L’aquila di San Venceslao al dr. Dino Pedrotti, 90 anni, il neonatologo trentino che ha sconfitto la mortalità infantile. Sarà consegnata dal sindaco di Trento, Ianeselli, nel corso di una cerimonia a Palazzo Geremia, a Trento, martedì 8 novembre alle 17.30
L’aquila figura sul gonfalone della città di Trento dal 1930 ma è lo stemma ufficiale dal 1407, al tempo dell’insurrezione di Rodolfo Belenzani contro il governo del principe-vescovo Giorgio di Liechtenstein (1390-1419). Fu adottata come simbolo anche dalla Provincia autonoma nel 1988. Il sigillo della città è attribuito dal sindaco a persone, enti o associazioni che si sono particolarmente distinte nel servizio alla comunità trentina. Stemma del regno di Boemia dal 1198, l’aquila fiammeggiante di San Venceslao fu donata, nel 1339, dal re di Boemia a Nicolò da Bruna (Brno) il quale, l’anno prima, era stato designato dal re Giovanni di Lussemburgo quale principe (e vescovo) di Trento.

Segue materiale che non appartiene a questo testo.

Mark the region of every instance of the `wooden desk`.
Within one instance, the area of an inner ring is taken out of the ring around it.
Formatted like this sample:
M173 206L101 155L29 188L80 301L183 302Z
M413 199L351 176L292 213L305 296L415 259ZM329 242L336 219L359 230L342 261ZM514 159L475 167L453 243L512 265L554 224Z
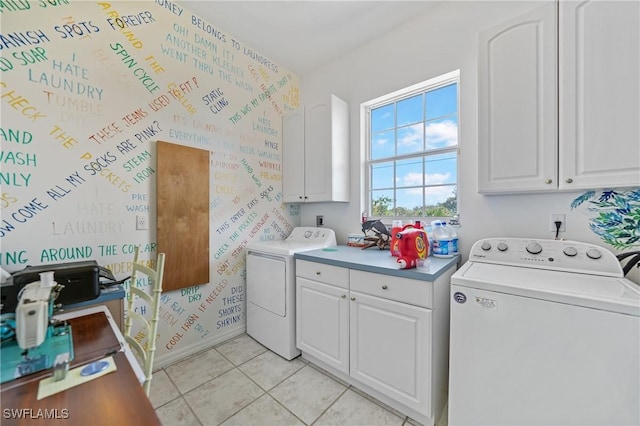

Novant’anni, laurea in biologia e, successivamente, in medicina e chirurgia; due anni di specializzazione a Pavia. Dino Pedrotti ha trascorso una vita tra le mura dell’ospedale infantile di via della Collina, a Trento, dove ha cominciato come Assistente (1961-1965), Aiuto-primario (1965-1985). Ha concluso quale Primario (1985-1997) del reparto di neonatologia da lui promosso. Andato in pensione, ha proseguito il servizio alla casa di cura S. Camillo fino al 2012, quando è stato chiuso il reparto di maternità.
Racconta il dott. Pedrotti: “Se all’Ospedalino abbiamo salvato tanti bambini, il merito va condiviso con una trentina di infermiere che andavano a prendere i neonati con l’autolettiga della Croce Rossa nei quattordici punti nascita della provincia e, a rotta di collo, li trasferivano all’ospedalino”. Non c’erano le culle termiche. I neonati erano collocati in una valigia; aveva un’apertura per far passare il tubicino dell’ossigeno e una boule con l’acqua calda per mantenere la temperatura costante.
“In ottomila viaggi, in tutta la regione, non si è avuto mai alcun incidente”. Una grande fortuna, è il caso di aggiungere, poiché nessuna delle infermiere era assicurata contro gli infortuni. “Un impegno volontario di straordinaria umanità”.